We tested eight core assumptions about filesystem I/O performance and presented the results to a room of filesystem hackers and a few database specialists. Some important things to remember about our tests: we were testing I/O only - no tuning had been done on the hardware, filesystem defaults or for Postgres - and we did not take reliability into account at all. Tuning the database and filesystem defaults will be done for our next round of tests.
Filesystems we tested were ext2, ext3 (with or without data journaling), xfs, jfs, and reiserfs.
Briefly, here are our assumptions, and the results we presented:
- RAID5 is the worst choice for a database. Our tests confirmed this, as expected.
- LVM incurs too much overhead to use. Our test showed that for sequential or random reads on RAID0, LVM doesn't incur much more overhead than hardware or software RAID.
- Software RAID is slower. Same result as LVM for sequential or random reads.
- Turning off 'atime' is a big performance gain. We didn't see a big improvement, but you do generally get 2-3% improvement "for free" by turning atime off on a filesystem.
- Partition alignment is a big deal. Our tests weren't able to prove this, but we still think it's a big problem. Here's one set of tests demonstrating the problem on Windows-based servers.
- Journaling filesystems will have worse performance than non-journaling filesystems. Turn the data journaling off on ext3, and you will see better performance than ext2. We polled the audience, and nearly all thought ext2 would have performed better than ext3. People in the room suggested that the difference was because of seek-bundling that's done in ext3, but not ext2.
- Striping doubles performance. Doubling-performance is a best-case scenario, and not what we observed. Throughput increased about 35%.
- Your read-ahead buffer is big enough. The default read-ahead buffer size is 128K. Our tests, and an independent set of tests by another author, confirm that increasing read-ahead buffers can provide a performance boost of about 75%. We saw improvement leveling out when the buffer is sized at 8MB, with the bulk of the improvement occurring up to 1MB. We plan to test this further in the future.
All the data from these tests is available on the Postgres Developers wiki.

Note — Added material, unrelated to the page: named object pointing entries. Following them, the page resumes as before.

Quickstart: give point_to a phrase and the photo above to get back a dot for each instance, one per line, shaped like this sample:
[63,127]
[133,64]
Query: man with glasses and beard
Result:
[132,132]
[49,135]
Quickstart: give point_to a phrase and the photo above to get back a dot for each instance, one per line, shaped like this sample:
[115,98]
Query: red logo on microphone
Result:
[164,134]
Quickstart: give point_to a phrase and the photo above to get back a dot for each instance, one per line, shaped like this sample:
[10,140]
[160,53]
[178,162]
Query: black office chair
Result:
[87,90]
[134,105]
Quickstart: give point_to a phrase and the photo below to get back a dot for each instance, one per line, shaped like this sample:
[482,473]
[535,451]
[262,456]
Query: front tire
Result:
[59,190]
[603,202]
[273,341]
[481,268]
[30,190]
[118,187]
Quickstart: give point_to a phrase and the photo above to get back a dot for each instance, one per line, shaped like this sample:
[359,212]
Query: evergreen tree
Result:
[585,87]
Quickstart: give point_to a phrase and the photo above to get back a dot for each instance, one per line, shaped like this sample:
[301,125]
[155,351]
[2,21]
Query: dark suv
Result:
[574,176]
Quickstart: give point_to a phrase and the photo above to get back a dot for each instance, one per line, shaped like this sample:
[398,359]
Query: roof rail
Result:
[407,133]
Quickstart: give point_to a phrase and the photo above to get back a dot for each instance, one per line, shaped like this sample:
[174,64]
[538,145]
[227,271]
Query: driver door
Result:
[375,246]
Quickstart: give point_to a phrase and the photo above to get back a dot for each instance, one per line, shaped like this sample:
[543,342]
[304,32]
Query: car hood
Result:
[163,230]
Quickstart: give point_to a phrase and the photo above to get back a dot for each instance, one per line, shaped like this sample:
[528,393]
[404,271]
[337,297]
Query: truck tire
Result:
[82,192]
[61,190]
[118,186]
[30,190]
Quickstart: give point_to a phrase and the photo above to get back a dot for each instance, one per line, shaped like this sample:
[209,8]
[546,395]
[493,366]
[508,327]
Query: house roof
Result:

Our hope is that someone in the Linux filesystem community takes up these tests and starts to produce them for other hardware, and on a more regular basis. We did have 3 people interested in running their own tests on our hardware from the talk! In the future, we plan to focus our testing most on Postgres performance.
Mark Wong and Gabrielle will be presenting this talk again, with a few new results, at the PostgreSQL Conference West.